They're sorry for the damage done by swiping 'The Hateful Eight.' Really. Honest.

Movie pirates aren't usually remorseful about their bootlegging, but one group appears bent on some contrition. The Hive-CM8 team has apologized to Quentin Tarantino for posting The Hateful Eight before it had even surfaced in theaters, claiming that it feels "sorry" for the trouble it created by spoiling the release. Supposedly, they just wanted to share the movie with people who are "not rich enough" to see the Western in theaters, and held the release back for a week to give the official release a "fighting chance." Aw, how kind!

The team also maintains that it got the release (an awards screener intended for the producer of the Point Break remake) "from a guy on the street," not through a hack, and that you should still pay for the movie to support its creators. In fact, Hive-CM8 makes the common argument that the piracy could actually help ticket sales, since it'd generate buzz that leads friends and family to watch.

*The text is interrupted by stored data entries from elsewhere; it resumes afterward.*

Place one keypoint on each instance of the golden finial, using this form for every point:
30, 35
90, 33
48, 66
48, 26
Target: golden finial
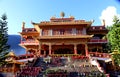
62, 14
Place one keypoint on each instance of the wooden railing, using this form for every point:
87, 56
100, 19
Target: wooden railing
98, 54
8, 69
98, 41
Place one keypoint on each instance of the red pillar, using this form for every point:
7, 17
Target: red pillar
40, 48
50, 49
86, 50
75, 48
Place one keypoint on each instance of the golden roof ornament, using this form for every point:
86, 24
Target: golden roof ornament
62, 14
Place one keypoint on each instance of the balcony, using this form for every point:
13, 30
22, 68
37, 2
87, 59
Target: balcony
31, 42
98, 41
98, 54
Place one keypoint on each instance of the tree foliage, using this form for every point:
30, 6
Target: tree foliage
3, 39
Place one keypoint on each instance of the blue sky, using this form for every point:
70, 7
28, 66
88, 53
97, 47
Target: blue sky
39, 10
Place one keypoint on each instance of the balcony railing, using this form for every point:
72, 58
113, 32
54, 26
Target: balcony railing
98, 54
31, 42
98, 41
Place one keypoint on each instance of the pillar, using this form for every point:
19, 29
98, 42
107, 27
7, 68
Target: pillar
40, 32
40, 48
50, 46
75, 48
86, 50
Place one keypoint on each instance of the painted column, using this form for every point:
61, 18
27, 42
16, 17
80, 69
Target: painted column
86, 50
50, 32
50, 48
75, 48
40, 32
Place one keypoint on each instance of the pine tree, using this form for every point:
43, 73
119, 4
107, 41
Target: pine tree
3, 39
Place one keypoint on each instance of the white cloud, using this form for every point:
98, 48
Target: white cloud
108, 14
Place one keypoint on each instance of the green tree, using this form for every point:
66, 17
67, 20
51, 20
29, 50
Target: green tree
3, 39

Whether or not the group is sincere in its apology is another story. After all, pirate outfits practically live for the bragging rights that come with posting their wares early -- that's why they attach their group name to a release in the first place. And if they'd really been concerned about protecting opening day ticket revenue, they wouldn't have released the movie in advance at all. There's also the question of why the group is apologizing for the early release of The Hateful Eight, but not the numerous other titles it released afterward. The mea culpa may have a degree of truth to it, but it comes across more as a small twinge of guilt rather than a profound change of heart.